The RAD750, introduced in 2001, is based on 1990s technology. The modern Qualcomm processor was designed for performance and has the benefit of 20 years of advancement in microprocessor technology. In addition to being orders of magnitudes cheaper—the RAD750 costs about a quarter of a million dollars, while the Qualcomm processor goes into inexpensive mobile phones—the newer chip has bucketloads of more performance.

"The processor on Ingenuity is 100 times more powerful than everything JPL has sent into deep space, combined," Tzanetos said. This means that if you add up all of the computing power that has flown on NASA's big missions beyond Earth orbit, from Voyager to Juno to Cassini to the James Webb Space Telescope, the tiny chip on Ingenuity packs more than 100 times the performance.

A similar philosophy went into other components, such as the rechargeable batteries on board. These are similar to the lithium batteries sold in power tools at hardware stores. Lithium hates temperature cycles, and on the surface of Mars, they would be put through a hellish cycle of temperatures from -130° Fahrenheit (-90° C) to 70° (20° C).

The miracle of Ingenuity is that all of these commercially bought, off-the-shelf components worked.

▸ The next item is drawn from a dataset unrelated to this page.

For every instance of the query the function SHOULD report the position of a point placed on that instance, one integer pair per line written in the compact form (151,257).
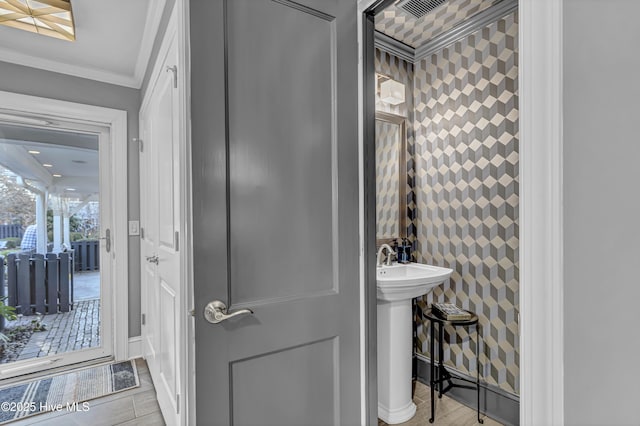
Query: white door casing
(110,127)
(160,188)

Radiation didn't fry the Qualcomm computer. The brutal thermal cycles didn't destroy the battery's storage capacity. Likewise, the avionics, sensors, and cameras all survived despite not being procured with spaceflight-rated mandates.

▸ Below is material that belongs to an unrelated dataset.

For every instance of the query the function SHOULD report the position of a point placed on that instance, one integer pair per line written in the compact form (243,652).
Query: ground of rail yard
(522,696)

"This is a massive victory for engineers," Tzanetos said.

Indeed it is. While NASA's most critical missions, where failure is not an option, will likely still use space-rated hardware, Ingenuity's success opens a new pathway for most science missions. They can be cheaper, lighter, and higher-performing in every way. This is almost unimaginably liberating for mission planners. //

The concept of flying Ingenuity came along at just the right time, in the early 2010s, as NASA was finalizing the payloads that would fly on the Perseverance rover to Mars in 2020. When NASA had to make the call on whether or not to fly the technology demonstration mission, the right mix of technologies was coming online: high energy density batteries, high-performance processors for mobile devices, lightweight cameras, and MEMS accelerometers to measure acceleration.

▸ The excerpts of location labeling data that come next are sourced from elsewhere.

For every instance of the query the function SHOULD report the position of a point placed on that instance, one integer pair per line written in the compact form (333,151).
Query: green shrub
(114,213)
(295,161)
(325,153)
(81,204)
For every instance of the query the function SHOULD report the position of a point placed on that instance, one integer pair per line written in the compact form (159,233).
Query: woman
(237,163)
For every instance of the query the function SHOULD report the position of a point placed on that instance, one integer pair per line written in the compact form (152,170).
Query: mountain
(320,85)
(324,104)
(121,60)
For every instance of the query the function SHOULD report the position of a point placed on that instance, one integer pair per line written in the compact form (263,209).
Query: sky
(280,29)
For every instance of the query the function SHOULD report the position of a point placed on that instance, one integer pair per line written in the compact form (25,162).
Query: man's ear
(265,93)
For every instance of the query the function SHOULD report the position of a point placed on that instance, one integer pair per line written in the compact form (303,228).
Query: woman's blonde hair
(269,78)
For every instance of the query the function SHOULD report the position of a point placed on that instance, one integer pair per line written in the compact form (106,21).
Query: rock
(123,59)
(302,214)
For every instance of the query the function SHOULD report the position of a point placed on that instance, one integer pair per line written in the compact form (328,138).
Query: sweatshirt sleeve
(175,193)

These devices were pushed and perfected as part of the mobile phone revolution. If there had been no iPhone, there would have been no Ingenuity. It was the perfect confluence, and it resulted in the miracle on Mars. //

It's a perilous exercise to judge history while being in the middle of history, of course. But I would rate Ingenuity among the three most innovative and important things that NASA has done during the 21st century. The other two are the James Webb Space Telescope and the Commercial Orbital Transportation Services, or COTS, program.